3.1. Descriptive Statistics and Spatial Distributions
Ecological conditions measured by biological indicators, including TDI, KSI, and IBI, varied greatly among sampling sites (
Table 2). Very low biological indicator values (near zero: very poor ecological condition) were observed at some sites, while others had very high values (near 100: very good ecological condition). The mean values of the TDI, KSI, and IBI within the study area were 43.27, 63.19, and 56.89, respectively. Overall, the condition of macroinvertebrate assemblies in the study areas was slightly better than the condition of benthic diatom or fish assemblies. The standard deviation of KSI values suggested greater variance in KSI values than in TDI or IBI values. Interestingly, all indicators reflected poor ecological conditions along main streams and in downstream areas in the southeastern part of the study region (
Figure 2).
The mean values of the BOD, T-N, and T-P were 1.0, 2.24, and 0.04, respectively, indicating relatively good water quality in the areas investigated. However, the large standard deviation of elevation and slope indicate complex topographic characteristics in the study areas.

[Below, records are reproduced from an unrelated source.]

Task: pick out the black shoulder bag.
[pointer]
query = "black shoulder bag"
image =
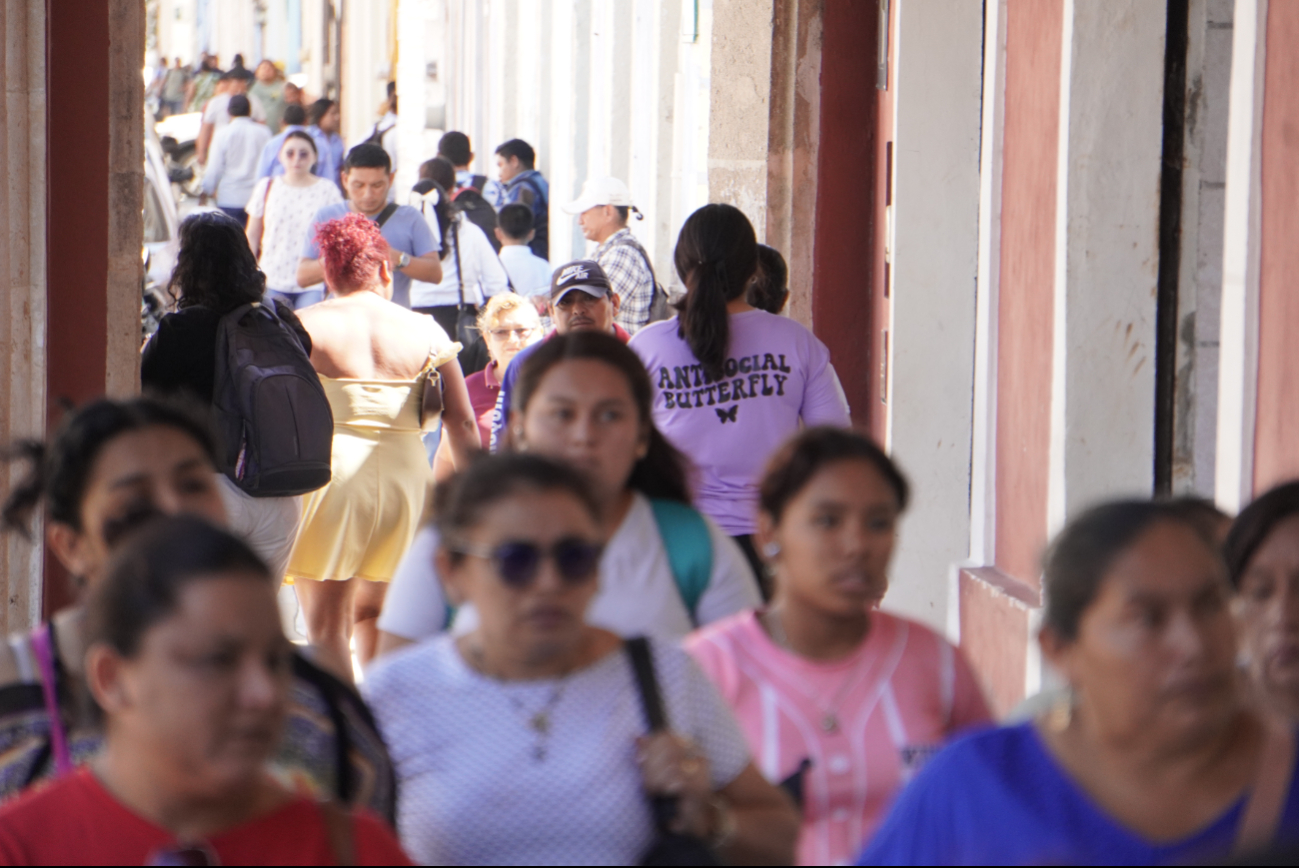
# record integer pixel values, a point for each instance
(466, 316)
(672, 847)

The relative proportions of each type of land use in watersheds also varied greatly across the study areas. The dominant land use type in the study area was forest (mean: 63.64%). Developed areas were relatively small, and concentrated at several sites along the main river, particularly near the central and downstream regions (
Figure 3). As shown in
Figure 3, several cities of various sizes were located near/along the main stream. Daegu and Busan were the two largest cities, with populations of 2.5 million and 3.5 million, respectively.

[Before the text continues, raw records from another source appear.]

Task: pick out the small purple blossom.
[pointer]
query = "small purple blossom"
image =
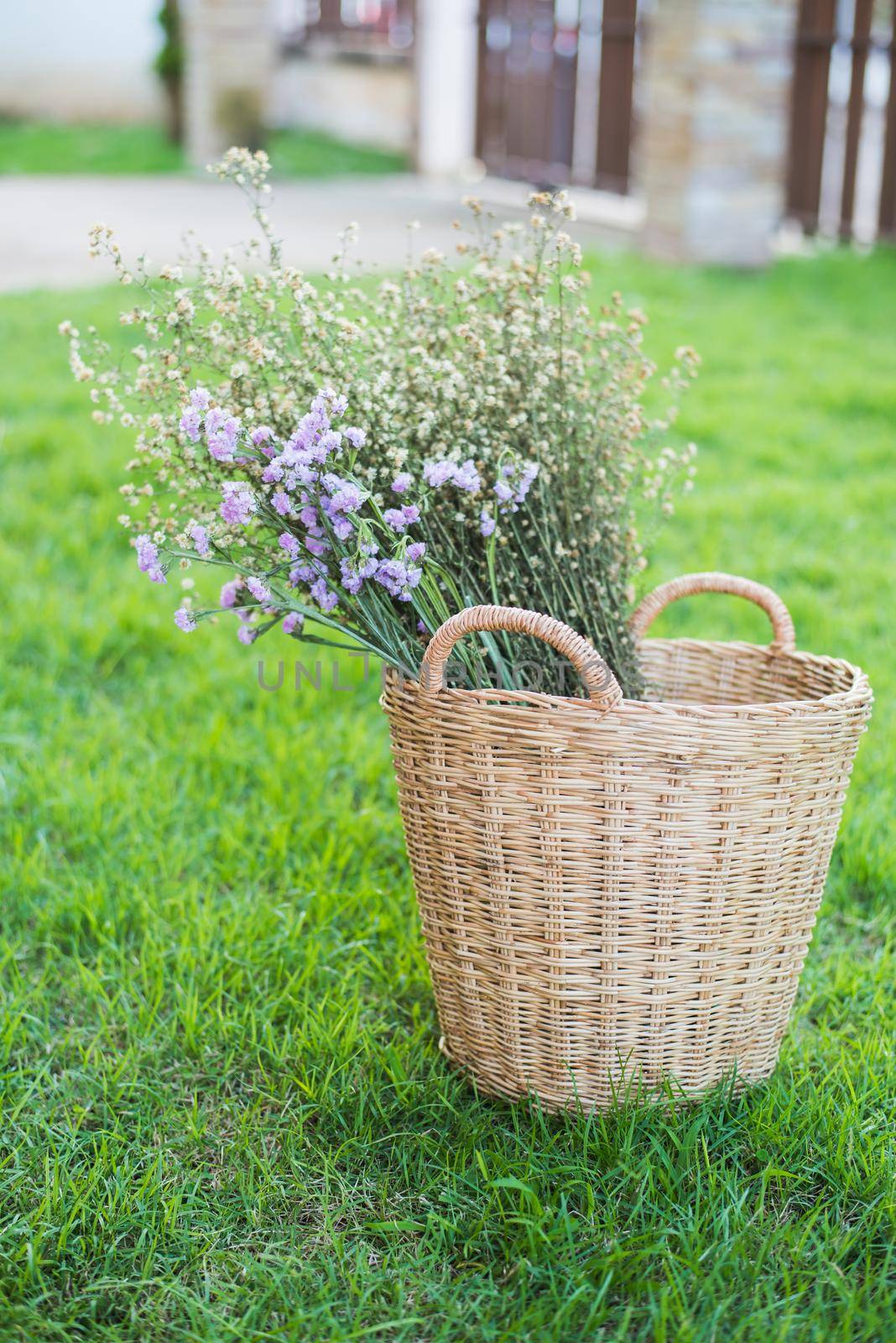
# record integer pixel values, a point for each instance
(394, 519)
(352, 581)
(259, 590)
(486, 523)
(148, 561)
(467, 477)
(190, 425)
(201, 541)
(439, 473)
(237, 505)
(345, 496)
(445, 472)
(398, 577)
(221, 440)
(228, 593)
(315, 544)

Before we undertook a detailed analysis, we considered the changes of the biological indicators over the five years from 2008 through to 2012 to understand the nature of the dataset (
Figure 4). In 2011, there were changes in the biological indicators. KSI and IBI had slightly higher values, while TDI had slightly lower values, than the other years. Despite this fluctuation in the biological indicators in 2011, we used 2011 monitoring data to match with the most up-to-date land use/land cover data released by the Korean Ministry of Environment. Thus, there is a possibility that models estimated using datasets for other years might be slightly different from the model estimated using the 2011 dataset.

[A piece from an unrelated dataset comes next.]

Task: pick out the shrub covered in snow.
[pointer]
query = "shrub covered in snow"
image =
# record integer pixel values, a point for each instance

3.2. Selecting the Best Predictors for Biological Indicators
Before estimating the OLS and GWR models for each biological indicator, we conducted a preliminary regression analysis using the water quality parameters (i.e., BOD, T-N, T-P), topographic variables (i.e., elevation and slope), and land use parameters (i.e., developed areas, forested areas, agricultural areas, grass, wetland, and bare soils) to select the best predictive variables. To select the best-fit model for each biological indicator, we used the stepwise option in the SPSS for Windows software (SPSS Inc., Chicago, IL, USA) giving the R2, F-statistics, and t values (p < 0.05) of each variable.
In
Table 3, a model with %forests, T-N, T-P, %bare soil, %wetland, and elevation had the highest adjusted-
R2 (0.41) value for the TDI. For the KSI, a model with %developed areas and concentration of T-P had the highest
R2 value (0.32,
F = 22.50,
p < 0.01). The percentage of forests, concentration of T-P, BOD, and elevation were the most significant variables for explaining the variance of IBI in the study region (adjusted-
R2 = 0.42,
F = 26.01,
p < 0.01). From a land use perspective, the proportions of forests, developed areas, wetland, and grass in the watershed seemed to be significant variables for explaining the variances of the TDI, KSI, and IBI. In terms of water quality parameters, the concentration of T-P was the most significant determinant for all indicators, while the concentration of T-N and BOD was the most significant variable only for TDI and IBI, respectively.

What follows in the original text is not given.